Thank you for joining us all summer long for Last Read posts from a long list of talented writers, librarians and readers.
Lori is the author of young adult fantasy Gates of Thread and Stone, available now from Skyscape. She has a borderline obsessive fascination with unicorns, is fond of talking in capslock, and loves to write about magic, manipulation, and family. She lives in Wisconsin with her husband, kids, and a friendly pitbull.
In the last several years, I’ve needed to be extremely particular with my reading time because I don’t have a great deal of it. Sadly, rereading much beloved stories is a luxury I can no longer indulge. The number of books waiting to be read in those precious available reading hours is daunting enough that even considering a reread fills me with guilt.
So while considering my last read, although I can name at least a dozen books I’d love to revisit, none of them felt quite right for such a precise and important purpose. At the end of my life, I hope to be surrounded by my family. I hope to be able to have the time to reflect on the people and the moments that have been like markers in my life, guiding me along to my next milestone, adventure, or discovery.
In some ways, many of my markers are books—stories that came along right when I needed them, helping me to find my way while teaching me what I might need to carry me through the next stretch in life’s journey. I read The Lion, The Witch and the Wardrobe at a time when I needed to believe that somewhere out there was a wardrobe waiting just for me. The Fear Street series allowed the dark and disturbing to exist more strongly in fiction than those in everyday life. Julie Garwood’s Highlander books taught me that romance and humor could and should go hand in hand, and that there was nothing wrong with having high expectations. I read Anansi Boys and Tithe when I didn’t know how to finish my first manuscript, the one that I needed to finish just to prove to myself that I could.
Although I spent a long time mulling this over, my choice for a last read is still the first book that flashed into my mind when Ryann and Lynne introduced the series back in May. That book is The Hobbit by J.R.R. Tolkien.
Like the other books mentioned above, The Hobbit is a marker in my life, specifically in my childhood. Fantasy had captured my heart the way it tends to do when you’re young and still dominated by imagination. But it wasn’t until The Hobbit that the budding writer in me truly understood the sheer possibilities and the true magic of fantasy.
My sisters and I spent a great many hours at the public library, especially during the summers. (Brief aside to say that if not for my sisters, I might not have had as much access to books. Thank goodness for bookish siblings!) The internet didn’t exist then so book recommendations came by either word of mouth or through browsing the library shelves by category of interest. That was how I found many of my great literary loves, including The Hobbit.

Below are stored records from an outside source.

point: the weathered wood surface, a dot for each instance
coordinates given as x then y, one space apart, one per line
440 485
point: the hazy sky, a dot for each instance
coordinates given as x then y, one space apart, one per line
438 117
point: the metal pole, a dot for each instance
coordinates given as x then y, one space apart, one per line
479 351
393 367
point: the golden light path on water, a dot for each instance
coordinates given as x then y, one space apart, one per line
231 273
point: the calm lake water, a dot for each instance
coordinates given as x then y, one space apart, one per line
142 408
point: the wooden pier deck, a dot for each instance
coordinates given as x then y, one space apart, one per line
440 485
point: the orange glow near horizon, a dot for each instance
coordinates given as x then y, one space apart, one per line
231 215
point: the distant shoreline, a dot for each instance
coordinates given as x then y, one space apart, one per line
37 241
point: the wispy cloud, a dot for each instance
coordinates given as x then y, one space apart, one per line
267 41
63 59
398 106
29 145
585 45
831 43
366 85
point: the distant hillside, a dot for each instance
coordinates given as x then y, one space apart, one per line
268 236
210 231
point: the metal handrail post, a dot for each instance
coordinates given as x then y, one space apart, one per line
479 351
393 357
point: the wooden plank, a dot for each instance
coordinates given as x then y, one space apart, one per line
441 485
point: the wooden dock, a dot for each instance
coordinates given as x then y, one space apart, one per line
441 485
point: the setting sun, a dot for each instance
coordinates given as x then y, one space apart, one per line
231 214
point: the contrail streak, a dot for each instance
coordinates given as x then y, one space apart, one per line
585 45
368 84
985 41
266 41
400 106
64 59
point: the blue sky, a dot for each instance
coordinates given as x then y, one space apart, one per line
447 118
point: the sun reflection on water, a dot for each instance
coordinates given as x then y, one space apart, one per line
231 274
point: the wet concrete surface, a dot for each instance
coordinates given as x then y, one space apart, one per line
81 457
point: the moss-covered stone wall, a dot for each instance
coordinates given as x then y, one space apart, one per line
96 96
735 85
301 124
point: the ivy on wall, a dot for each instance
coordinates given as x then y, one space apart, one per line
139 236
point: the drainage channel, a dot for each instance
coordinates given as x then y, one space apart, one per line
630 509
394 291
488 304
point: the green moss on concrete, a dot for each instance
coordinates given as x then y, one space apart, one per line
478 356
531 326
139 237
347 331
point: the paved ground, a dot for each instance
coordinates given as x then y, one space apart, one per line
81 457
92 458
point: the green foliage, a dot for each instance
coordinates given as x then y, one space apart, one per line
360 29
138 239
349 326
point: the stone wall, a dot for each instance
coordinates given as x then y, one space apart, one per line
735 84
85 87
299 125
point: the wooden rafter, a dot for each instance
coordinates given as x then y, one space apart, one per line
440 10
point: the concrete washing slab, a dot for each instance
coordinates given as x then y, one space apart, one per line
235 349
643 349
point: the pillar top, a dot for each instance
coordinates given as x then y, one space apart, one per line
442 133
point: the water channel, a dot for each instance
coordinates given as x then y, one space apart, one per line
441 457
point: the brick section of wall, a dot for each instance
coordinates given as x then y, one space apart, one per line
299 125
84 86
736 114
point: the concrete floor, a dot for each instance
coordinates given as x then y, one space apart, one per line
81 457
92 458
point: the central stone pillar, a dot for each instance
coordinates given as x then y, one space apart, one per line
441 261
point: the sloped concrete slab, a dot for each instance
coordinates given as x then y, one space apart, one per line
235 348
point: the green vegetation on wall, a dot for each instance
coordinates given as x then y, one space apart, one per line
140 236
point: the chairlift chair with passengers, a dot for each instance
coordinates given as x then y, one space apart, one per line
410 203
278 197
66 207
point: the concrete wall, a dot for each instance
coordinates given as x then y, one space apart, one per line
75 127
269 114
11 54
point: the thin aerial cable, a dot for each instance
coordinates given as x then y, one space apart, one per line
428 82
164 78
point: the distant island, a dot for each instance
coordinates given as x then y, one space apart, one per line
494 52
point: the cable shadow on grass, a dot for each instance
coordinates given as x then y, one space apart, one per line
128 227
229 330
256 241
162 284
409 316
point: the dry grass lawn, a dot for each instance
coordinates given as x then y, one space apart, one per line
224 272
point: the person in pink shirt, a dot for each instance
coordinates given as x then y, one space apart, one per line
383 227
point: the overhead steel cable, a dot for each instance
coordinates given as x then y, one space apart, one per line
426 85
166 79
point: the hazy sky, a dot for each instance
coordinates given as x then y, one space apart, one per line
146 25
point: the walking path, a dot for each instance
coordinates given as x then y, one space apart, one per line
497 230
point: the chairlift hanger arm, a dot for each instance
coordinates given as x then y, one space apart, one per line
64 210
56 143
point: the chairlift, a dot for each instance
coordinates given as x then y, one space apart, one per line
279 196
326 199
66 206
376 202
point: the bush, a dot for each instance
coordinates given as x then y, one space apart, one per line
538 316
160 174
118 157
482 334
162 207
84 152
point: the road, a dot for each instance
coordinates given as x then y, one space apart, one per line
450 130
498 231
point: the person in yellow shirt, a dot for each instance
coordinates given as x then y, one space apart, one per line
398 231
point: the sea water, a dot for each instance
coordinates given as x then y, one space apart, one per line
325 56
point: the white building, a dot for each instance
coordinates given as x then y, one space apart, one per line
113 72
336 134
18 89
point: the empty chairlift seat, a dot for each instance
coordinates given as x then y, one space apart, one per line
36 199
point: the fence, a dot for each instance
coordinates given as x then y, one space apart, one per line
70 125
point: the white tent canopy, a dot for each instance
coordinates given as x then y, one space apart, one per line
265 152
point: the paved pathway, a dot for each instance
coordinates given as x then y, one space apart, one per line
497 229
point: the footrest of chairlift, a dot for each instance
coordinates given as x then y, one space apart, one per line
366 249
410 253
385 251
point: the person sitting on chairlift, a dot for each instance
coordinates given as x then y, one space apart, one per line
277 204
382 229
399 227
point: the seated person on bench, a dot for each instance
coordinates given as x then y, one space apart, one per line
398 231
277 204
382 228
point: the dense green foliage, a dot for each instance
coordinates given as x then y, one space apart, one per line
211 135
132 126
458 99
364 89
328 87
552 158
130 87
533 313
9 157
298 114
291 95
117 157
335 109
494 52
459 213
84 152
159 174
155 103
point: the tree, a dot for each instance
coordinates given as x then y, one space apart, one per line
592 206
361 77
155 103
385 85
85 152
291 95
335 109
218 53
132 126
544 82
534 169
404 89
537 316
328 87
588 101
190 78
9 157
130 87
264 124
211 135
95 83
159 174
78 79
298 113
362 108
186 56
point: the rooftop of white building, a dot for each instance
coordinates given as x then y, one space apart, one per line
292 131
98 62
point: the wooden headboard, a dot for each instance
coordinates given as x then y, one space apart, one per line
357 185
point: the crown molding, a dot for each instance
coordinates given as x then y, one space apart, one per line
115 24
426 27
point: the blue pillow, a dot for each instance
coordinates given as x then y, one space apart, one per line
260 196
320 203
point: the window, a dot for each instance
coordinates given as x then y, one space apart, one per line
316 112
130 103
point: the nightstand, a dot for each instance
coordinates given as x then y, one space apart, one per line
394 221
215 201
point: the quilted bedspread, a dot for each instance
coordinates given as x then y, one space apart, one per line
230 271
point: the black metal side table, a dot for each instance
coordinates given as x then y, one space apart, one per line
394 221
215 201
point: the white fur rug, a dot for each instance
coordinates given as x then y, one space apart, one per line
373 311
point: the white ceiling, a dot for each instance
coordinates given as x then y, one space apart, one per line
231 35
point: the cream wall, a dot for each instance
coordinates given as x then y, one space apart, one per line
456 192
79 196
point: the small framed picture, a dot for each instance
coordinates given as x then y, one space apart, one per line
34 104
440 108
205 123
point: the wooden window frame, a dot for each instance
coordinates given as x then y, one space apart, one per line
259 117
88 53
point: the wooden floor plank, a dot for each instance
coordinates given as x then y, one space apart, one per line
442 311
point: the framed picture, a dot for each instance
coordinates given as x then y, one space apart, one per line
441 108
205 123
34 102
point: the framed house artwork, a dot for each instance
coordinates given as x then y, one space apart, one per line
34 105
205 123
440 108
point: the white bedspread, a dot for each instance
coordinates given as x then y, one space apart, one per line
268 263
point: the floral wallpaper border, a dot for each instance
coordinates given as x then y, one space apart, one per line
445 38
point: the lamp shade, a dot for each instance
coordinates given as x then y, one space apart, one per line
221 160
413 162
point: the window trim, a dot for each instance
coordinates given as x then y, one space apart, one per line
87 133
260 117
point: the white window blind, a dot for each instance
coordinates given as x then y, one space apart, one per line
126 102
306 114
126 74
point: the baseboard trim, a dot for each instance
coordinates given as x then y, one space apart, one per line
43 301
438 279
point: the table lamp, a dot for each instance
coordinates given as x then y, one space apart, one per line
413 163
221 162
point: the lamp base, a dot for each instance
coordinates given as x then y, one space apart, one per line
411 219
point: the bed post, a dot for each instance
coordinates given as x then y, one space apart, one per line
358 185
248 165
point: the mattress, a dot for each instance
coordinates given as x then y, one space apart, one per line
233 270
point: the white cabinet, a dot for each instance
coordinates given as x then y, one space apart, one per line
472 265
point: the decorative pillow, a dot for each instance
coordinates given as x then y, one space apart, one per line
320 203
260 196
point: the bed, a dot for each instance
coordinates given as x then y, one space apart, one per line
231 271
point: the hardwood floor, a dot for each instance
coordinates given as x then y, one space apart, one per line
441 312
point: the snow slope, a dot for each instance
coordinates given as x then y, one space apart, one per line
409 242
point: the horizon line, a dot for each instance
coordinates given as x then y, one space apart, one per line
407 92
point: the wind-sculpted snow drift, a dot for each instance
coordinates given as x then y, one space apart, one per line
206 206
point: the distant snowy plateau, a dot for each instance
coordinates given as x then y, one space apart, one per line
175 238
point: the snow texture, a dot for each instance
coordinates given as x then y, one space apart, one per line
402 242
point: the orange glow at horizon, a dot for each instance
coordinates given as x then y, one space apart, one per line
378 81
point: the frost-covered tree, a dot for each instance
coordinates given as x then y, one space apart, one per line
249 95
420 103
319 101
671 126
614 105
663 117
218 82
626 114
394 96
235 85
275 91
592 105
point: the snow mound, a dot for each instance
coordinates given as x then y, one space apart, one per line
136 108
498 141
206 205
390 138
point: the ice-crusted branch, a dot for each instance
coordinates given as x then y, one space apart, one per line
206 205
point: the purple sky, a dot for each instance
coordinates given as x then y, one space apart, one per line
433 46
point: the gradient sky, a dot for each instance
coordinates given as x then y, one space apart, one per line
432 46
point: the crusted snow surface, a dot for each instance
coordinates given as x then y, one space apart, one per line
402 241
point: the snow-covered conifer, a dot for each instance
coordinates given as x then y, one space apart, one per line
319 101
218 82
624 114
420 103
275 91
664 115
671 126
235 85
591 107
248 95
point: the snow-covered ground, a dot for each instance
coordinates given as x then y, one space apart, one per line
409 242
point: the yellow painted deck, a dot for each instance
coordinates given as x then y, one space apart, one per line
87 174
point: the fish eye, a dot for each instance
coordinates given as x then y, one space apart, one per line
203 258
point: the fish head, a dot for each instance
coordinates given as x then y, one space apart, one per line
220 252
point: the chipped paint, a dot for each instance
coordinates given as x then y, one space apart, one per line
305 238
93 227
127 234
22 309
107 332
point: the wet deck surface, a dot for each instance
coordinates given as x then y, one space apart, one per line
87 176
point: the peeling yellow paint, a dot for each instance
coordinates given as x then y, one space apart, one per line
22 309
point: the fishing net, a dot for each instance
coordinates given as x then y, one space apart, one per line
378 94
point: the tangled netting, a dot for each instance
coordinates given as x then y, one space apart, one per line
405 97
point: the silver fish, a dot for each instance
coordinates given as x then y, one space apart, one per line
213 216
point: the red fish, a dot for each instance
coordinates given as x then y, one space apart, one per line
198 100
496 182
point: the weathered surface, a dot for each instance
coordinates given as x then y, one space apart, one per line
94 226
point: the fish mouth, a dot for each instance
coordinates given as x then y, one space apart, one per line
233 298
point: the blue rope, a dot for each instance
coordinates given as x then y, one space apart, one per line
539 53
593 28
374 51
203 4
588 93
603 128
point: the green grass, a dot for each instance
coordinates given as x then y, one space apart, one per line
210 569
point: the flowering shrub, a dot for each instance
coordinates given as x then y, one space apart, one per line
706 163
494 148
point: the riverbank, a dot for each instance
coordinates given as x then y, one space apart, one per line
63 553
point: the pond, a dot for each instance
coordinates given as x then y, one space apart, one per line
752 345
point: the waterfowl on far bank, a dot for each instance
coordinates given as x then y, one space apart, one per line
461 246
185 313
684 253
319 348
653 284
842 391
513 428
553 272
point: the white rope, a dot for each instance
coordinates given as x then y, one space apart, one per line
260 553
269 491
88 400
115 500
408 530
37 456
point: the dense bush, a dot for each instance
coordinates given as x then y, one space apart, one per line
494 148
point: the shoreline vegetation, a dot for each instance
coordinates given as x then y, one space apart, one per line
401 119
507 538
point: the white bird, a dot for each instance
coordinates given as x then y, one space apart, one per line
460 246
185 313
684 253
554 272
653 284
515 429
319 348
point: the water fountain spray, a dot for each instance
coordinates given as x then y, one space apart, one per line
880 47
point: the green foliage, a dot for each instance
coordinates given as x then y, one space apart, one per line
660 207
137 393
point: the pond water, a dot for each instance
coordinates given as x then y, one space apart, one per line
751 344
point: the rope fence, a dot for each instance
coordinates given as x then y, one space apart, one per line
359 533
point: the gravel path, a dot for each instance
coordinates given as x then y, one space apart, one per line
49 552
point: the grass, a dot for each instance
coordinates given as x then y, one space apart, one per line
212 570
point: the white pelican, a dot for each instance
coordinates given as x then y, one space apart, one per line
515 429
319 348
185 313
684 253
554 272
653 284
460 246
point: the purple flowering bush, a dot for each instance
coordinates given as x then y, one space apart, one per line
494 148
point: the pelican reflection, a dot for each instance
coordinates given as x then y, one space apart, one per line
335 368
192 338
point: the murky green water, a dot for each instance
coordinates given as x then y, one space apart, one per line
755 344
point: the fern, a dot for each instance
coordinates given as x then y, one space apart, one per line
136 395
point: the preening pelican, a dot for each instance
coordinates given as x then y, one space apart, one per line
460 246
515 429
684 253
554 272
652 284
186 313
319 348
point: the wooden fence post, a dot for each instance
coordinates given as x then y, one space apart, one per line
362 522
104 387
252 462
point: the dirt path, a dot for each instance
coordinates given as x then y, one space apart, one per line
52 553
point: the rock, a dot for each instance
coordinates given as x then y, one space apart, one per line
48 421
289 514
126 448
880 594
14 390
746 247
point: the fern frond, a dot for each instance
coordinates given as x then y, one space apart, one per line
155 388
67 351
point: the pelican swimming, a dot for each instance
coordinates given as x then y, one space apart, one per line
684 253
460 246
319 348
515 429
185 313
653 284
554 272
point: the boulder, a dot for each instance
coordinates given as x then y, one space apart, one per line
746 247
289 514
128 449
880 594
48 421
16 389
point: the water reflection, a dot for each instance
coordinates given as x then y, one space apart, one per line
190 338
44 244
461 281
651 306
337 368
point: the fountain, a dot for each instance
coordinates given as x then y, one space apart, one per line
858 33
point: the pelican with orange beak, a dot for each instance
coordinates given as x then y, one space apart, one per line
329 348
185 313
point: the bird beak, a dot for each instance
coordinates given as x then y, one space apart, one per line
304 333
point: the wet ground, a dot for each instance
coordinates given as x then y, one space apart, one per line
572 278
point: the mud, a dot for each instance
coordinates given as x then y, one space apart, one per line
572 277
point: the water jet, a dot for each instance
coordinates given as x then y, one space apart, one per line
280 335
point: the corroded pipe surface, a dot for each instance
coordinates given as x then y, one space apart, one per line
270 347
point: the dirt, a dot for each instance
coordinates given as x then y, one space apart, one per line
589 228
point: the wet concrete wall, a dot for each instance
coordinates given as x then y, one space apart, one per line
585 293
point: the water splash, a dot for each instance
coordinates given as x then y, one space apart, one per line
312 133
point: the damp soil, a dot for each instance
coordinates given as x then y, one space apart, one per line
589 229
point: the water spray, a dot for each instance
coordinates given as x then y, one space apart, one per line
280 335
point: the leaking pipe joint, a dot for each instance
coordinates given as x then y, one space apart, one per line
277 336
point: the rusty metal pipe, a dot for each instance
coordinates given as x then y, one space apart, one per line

To say that the world of Middle Earth swept me away is an understatement. Elves and wizards and dwarves! Here was a world so strange and extraordinary, and yet unmistakably familiar. I knew then that this was what I needed to write, and that every word I would ever put to paper would be one word closer to reaching this kind of mastery. But, in fact, the most truly striking feature of The Hobbit is its protagonist. I was in awe of Bilbo Baggins, a hobbit who lived under the hill, who was not a warrior or a wizard, but was clever and courageous enough to face trolls and goblins and a fire-breathing dragon. Bilbo was my first true literary hero, and it was the wonder of him above all else that stayed with me.
I met Bilbo as a child, and he changed forever the way I read and wrote fantasy. But to my regret, I never got the chance to reread The Hobbit once I was older. So as my last read, I would want to meet Bilbo again, to fall in love with him again, to rejoin him on his quest so that I might believe, once more, that magnificent things await just beyond the next turn.